Namun demikian, banyak pengemudi yang mengabaikan dan terkesan egois, tidak mau mengalah.
Untuk menaklukkan tanjakan, menurut dia, pengemudi dari bawah membutuhkan persiapan tenaga yang sesuai beban berat muatan kendaraan.
Bila jaraknya terbatas, ia khawatir, malah berhenti di tanjakan bahkan meluncur ke belakang.
"Wajib berhenti yang dari atas. Kita nanjak butuh momentum, enggak mungkin haluan dapat dan mesin pasti mampu. Itu malah mengancam keselamatan pengendara yang menanjak," kata Sony.
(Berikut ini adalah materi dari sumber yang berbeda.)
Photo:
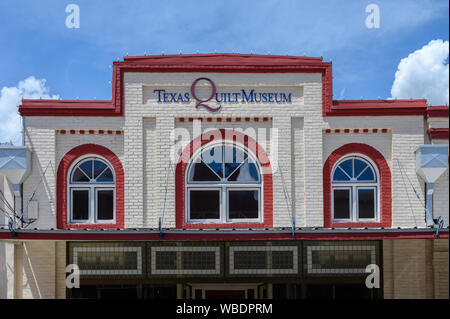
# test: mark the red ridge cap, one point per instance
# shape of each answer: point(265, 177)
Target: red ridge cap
point(219, 59)
point(437, 111)
point(67, 108)
point(378, 107)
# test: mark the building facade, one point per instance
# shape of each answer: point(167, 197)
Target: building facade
point(226, 176)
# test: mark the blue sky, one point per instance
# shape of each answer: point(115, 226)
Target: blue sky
point(35, 41)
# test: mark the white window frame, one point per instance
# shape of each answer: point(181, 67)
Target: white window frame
point(354, 186)
point(224, 187)
point(92, 187)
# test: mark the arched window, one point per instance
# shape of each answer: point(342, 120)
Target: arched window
point(355, 190)
point(91, 191)
point(223, 185)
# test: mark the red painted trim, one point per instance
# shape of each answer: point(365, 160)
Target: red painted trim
point(438, 133)
point(67, 108)
point(437, 111)
point(61, 186)
point(378, 108)
point(180, 172)
point(198, 63)
point(385, 185)
point(232, 236)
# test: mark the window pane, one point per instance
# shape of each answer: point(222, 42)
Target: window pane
point(359, 166)
point(247, 173)
point(98, 168)
point(201, 172)
point(87, 168)
point(105, 204)
point(341, 203)
point(233, 157)
point(339, 175)
point(347, 166)
point(80, 204)
point(79, 176)
point(106, 176)
point(243, 204)
point(204, 204)
point(366, 203)
point(367, 175)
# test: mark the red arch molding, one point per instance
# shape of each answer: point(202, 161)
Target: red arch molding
point(61, 186)
point(385, 185)
point(182, 164)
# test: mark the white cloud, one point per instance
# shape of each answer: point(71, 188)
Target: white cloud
point(424, 74)
point(10, 98)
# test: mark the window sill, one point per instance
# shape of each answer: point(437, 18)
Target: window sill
point(374, 224)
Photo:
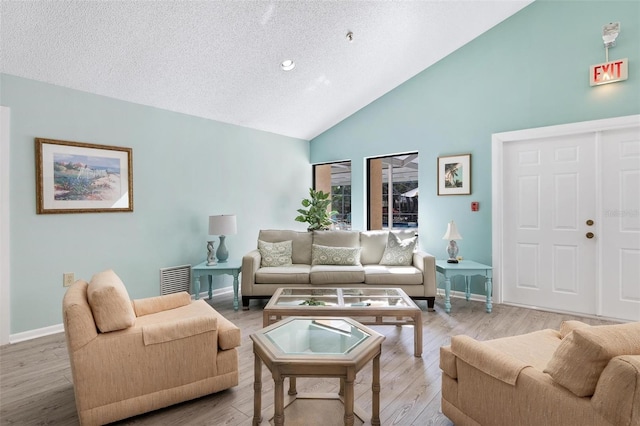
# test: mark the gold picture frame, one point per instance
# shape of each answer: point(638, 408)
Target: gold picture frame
point(77, 177)
point(454, 175)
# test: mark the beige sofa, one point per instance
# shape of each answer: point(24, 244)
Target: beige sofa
point(338, 259)
point(130, 357)
point(580, 375)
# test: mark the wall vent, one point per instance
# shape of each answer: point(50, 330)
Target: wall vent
point(175, 279)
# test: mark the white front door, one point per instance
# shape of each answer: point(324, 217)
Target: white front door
point(549, 195)
point(620, 231)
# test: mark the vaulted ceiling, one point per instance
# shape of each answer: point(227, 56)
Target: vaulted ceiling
point(221, 60)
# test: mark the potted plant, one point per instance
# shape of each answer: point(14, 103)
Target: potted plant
point(317, 213)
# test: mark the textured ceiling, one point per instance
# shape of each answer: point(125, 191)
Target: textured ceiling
point(221, 59)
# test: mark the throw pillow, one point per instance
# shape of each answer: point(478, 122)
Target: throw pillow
point(275, 254)
point(109, 301)
point(398, 252)
point(325, 255)
point(579, 360)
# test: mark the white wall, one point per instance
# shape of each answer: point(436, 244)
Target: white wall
point(5, 316)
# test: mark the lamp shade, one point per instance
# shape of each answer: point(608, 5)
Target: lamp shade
point(222, 224)
point(452, 232)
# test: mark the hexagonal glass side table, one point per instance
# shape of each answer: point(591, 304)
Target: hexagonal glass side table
point(316, 347)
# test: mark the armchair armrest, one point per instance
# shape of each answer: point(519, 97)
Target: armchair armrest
point(617, 395)
point(152, 305)
point(250, 264)
point(491, 361)
point(177, 329)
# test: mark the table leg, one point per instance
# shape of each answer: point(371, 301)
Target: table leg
point(488, 289)
point(447, 293)
point(467, 287)
point(417, 334)
point(278, 399)
point(375, 391)
point(236, 304)
point(196, 285)
point(292, 386)
point(257, 390)
point(348, 398)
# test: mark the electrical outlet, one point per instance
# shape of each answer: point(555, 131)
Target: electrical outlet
point(67, 279)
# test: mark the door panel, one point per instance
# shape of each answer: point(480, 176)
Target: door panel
point(620, 293)
point(548, 195)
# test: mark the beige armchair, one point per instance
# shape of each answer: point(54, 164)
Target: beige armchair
point(131, 357)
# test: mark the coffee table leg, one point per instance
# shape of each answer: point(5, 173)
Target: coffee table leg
point(292, 386)
point(257, 390)
point(447, 293)
point(278, 399)
point(375, 391)
point(349, 397)
point(417, 338)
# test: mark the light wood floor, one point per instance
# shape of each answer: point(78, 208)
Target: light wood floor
point(36, 386)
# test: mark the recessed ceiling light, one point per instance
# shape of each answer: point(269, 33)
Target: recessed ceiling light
point(287, 65)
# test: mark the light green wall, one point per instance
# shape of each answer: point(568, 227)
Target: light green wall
point(529, 71)
point(184, 169)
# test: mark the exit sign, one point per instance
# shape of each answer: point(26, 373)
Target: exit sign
point(609, 72)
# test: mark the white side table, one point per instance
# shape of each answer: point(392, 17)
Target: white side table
point(468, 268)
point(231, 267)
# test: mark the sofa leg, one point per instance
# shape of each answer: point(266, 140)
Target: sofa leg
point(431, 301)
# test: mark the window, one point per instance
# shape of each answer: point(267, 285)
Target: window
point(392, 184)
point(335, 178)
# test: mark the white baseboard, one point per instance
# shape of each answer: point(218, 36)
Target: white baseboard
point(33, 334)
point(59, 328)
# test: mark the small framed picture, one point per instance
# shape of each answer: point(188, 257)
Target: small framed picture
point(454, 175)
point(75, 177)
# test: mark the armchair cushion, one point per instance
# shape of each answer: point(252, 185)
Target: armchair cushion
point(584, 353)
point(110, 304)
point(151, 305)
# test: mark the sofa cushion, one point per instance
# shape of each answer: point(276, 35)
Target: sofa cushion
point(300, 243)
point(579, 360)
point(294, 274)
point(336, 274)
point(275, 254)
point(110, 304)
point(373, 244)
point(324, 255)
point(392, 275)
point(398, 252)
point(337, 238)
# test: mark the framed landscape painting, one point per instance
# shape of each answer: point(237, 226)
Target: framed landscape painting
point(75, 177)
point(454, 175)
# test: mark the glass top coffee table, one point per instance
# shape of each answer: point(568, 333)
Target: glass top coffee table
point(316, 347)
point(370, 306)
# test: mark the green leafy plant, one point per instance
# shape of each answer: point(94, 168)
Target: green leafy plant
point(317, 213)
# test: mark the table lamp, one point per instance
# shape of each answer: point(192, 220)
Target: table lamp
point(222, 225)
point(452, 235)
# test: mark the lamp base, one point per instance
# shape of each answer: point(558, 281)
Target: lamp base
point(222, 254)
point(211, 260)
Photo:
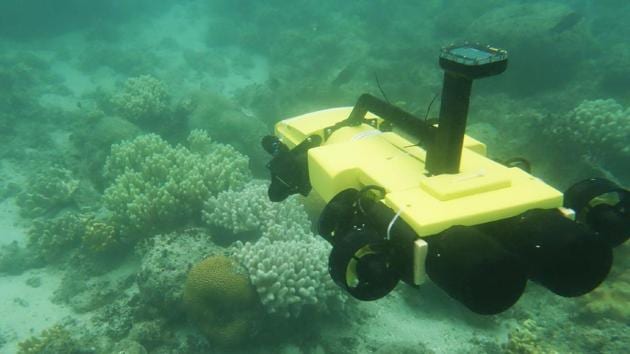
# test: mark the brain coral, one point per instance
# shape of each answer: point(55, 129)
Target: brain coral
point(156, 186)
point(166, 259)
point(221, 300)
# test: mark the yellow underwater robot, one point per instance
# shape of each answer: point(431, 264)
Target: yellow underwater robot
point(407, 199)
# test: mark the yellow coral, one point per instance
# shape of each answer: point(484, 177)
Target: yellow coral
point(221, 300)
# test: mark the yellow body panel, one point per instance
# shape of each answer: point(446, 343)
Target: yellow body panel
point(354, 157)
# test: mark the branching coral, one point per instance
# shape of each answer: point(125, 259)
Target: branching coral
point(609, 300)
point(597, 126)
point(249, 209)
point(55, 339)
point(143, 99)
point(47, 191)
point(290, 276)
point(156, 186)
point(288, 264)
point(101, 238)
point(525, 339)
point(51, 239)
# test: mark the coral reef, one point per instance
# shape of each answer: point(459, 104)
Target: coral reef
point(166, 259)
point(609, 300)
point(143, 99)
point(47, 192)
point(249, 209)
point(101, 238)
point(227, 122)
point(159, 187)
point(56, 339)
point(221, 300)
point(50, 239)
point(15, 259)
point(290, 276)
point(526, 339)
point(598, 126)
point(93, 137)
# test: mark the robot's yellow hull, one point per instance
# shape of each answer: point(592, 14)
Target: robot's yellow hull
point(357, 156)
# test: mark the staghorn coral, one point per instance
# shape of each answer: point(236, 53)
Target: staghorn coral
point(47, 191)
point(290, 276)
point(143, 99)
point(249, 209)
point(221, 300)
point(157, 186)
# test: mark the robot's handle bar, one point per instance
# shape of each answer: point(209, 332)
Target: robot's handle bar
point(406, 121)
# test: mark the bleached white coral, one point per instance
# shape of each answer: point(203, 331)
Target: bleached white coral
point(249, 209)
point(156, 185)
point(290, 276)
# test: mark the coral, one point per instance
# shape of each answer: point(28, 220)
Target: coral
point(609, 300)
point(227, 122)
point(525, 339)
point(249, 209)
point(101, 238)
point(47, 191)
point(288, 264)
point(290, 276)
point(156, 186)
point(93, 137)
point(14, 259)
point(50, 239)
point(597, 126)
point(221, 300)
point(55, 339)
point(143, 99)
point(165, 262)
Selain gagal menanjak, Sony juga mengingatkan, pentingnya jaga jarak aman selama mengantre di tanjakan.
Alasannya tentu faktor keamanan, sebab kata dia, saat awalan mendaki, kendaraan bisa terhambat gaya gravitasi. Sebaiknya, diberikan jarak aman bila harus mendahului atau menghindari tertabrak kendaraan lainnya.
"Pasti ada risiko mundur, walaupun sepersekian cm. Kendaraan di belakang kan bisa mendahului bila di depannya tidak kuat menanjak," kata Sony.
Pada peraturan, sebagaimana yang diatur Undang-Undang No 22 Tahun 2009 tentang Lalu Lintas dan Angkutan Jalan. Dalam pasal 111 disebutkan, kendaraan yang menanjak wajib diberi kesempatan untuk maju lebih dulu oleh kendaraan yang berjalan menurun di lajur berlawanan.
Founder & Training Director Jakarta Defensive Driving and Consulting Jusri Pulubuhu mengingatkan, pengemudi kendaraan apa pun diwajibkan saling berkomunikasi menggunakan isyarat lampu dan sebagainya saat di tanjakan.
"Saling memberikan isyarat, bisa bunyi klakson atau lampu high beam, agar kendaraan dari atas mengetahui adanya kendaraan lainnya. Biar, memberikan kesempatan yang nanjak lebih dahulu," kata Jusri.